Una ricchezza di influenze riflessa perfino nel menù, firmato dallo chef tre stelle Michelin Guy Savoy. Fondato nel 2008 dalla famiglia Trigano, il Mama Shelter Paris è stato il primo di questi budget hotel concept, successivamente aperti a Bordeaux, Los Angeles, Lione e Marsiglia.

Lasciamo la contemporaneità e il social-friendly style per un appuntamento con il luxury e l’esotico. Tutt’altro genere, The Maison Souquet. Le due lanterne rosse all’ingresso, in rue de Bruxelles, fanno lievemente presagire la sontuosità travolgente degli interni. Eleganza, sensualità, haute-couture sono i canoni stilistici che hanno guidato il designer francese Jacques Garcia nella progettazione di questo boutique hotel, che armonizza lo stile marcatamente arabeggiante con lo sfarzo di Napoleone III, il tutto coronato da un’eclettica collezione di arredi, opere artistiche e pitture.

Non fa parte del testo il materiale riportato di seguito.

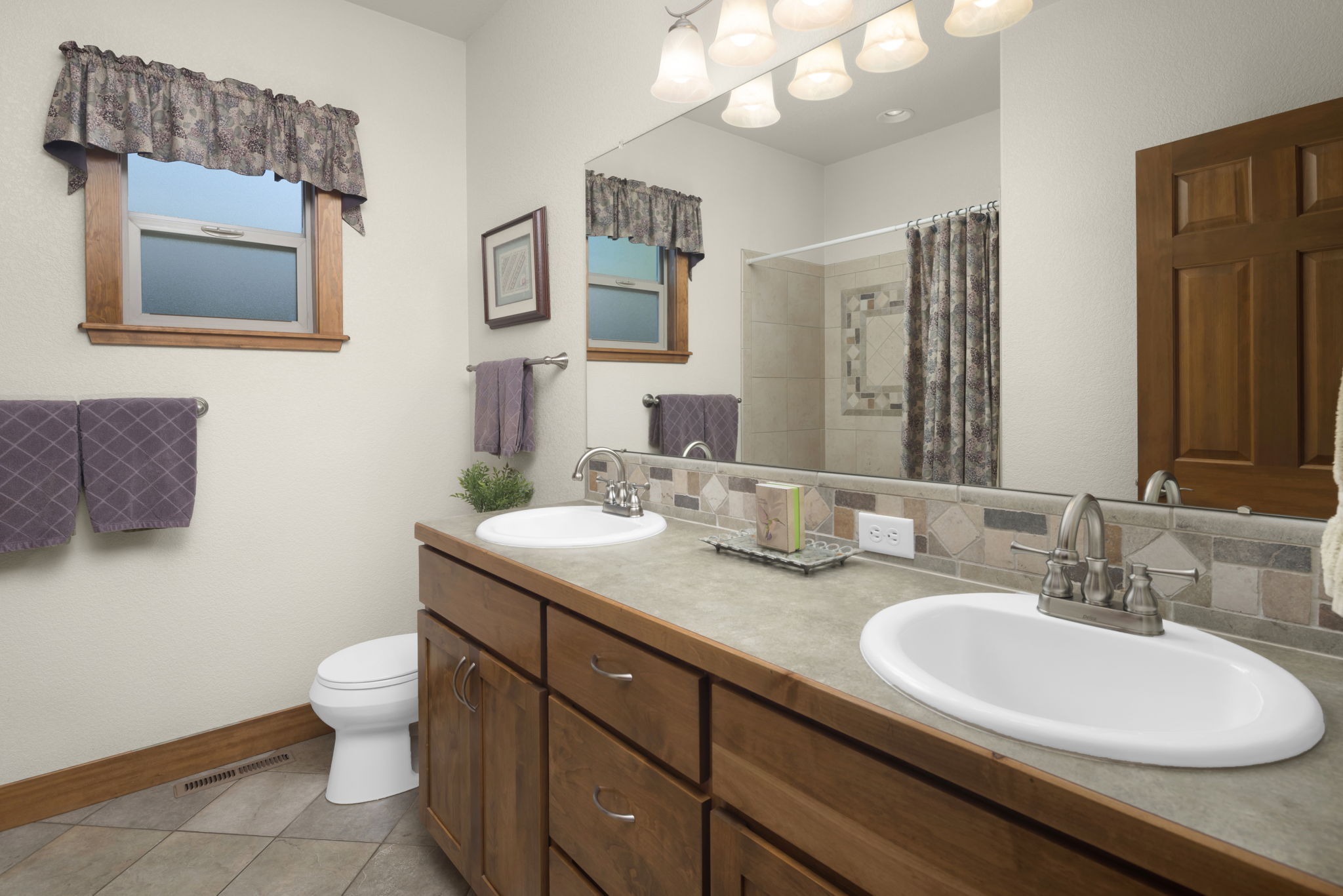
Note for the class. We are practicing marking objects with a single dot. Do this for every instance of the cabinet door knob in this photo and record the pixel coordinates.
(618, 676)
(457, 671)
(597, 793)
(466, 677)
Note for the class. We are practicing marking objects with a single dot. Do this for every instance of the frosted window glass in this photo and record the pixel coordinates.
(622, 258)
(203, 277)
(622, 315)
(183, 190)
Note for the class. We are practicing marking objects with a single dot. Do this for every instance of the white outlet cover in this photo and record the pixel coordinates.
(893, 535)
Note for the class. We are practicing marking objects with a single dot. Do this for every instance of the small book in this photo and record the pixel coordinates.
(779, 516)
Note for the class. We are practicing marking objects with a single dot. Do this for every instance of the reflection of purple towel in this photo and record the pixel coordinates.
(720, 426)
(39, 473)
(138, 458)
(504, 413)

Traspare con leggerezza il passato da cui questa struttura ha origine, una Maison Close, ovvero una Casa del piacere, evocata nei colori forti e decisi, nei materiali e tessuti morbidi che avvolgono gli ambienti. Incanto e magia: la hall sembra un fuoriuscire da un racconto de Le mille e una notte, da cui, non a caso, prende il nome il Salone all’ingresso, con le sue colonne maestose, il pavimento in marmo rosso, gli intarsi in pelle Cordovan, illuminato dalle porcellane, dagli smalti blu-verdi e dalle vetrate colorate.
La sartorialità del progetto trova il suo acme nelle 14 stanze e 6 junior suite, l’una diversa dall’altra, per creare di volta in volta, un’atmosfera unica ispirata all’Impero, a Napoleone III, all’Art Decò, allo stile indiano, cinese o giapponese, rappresentati dalla combinazione di oltre 120 tessuti. Un rifugio segreto nel cuore di Parigi dove immergersi nella Belle Époque.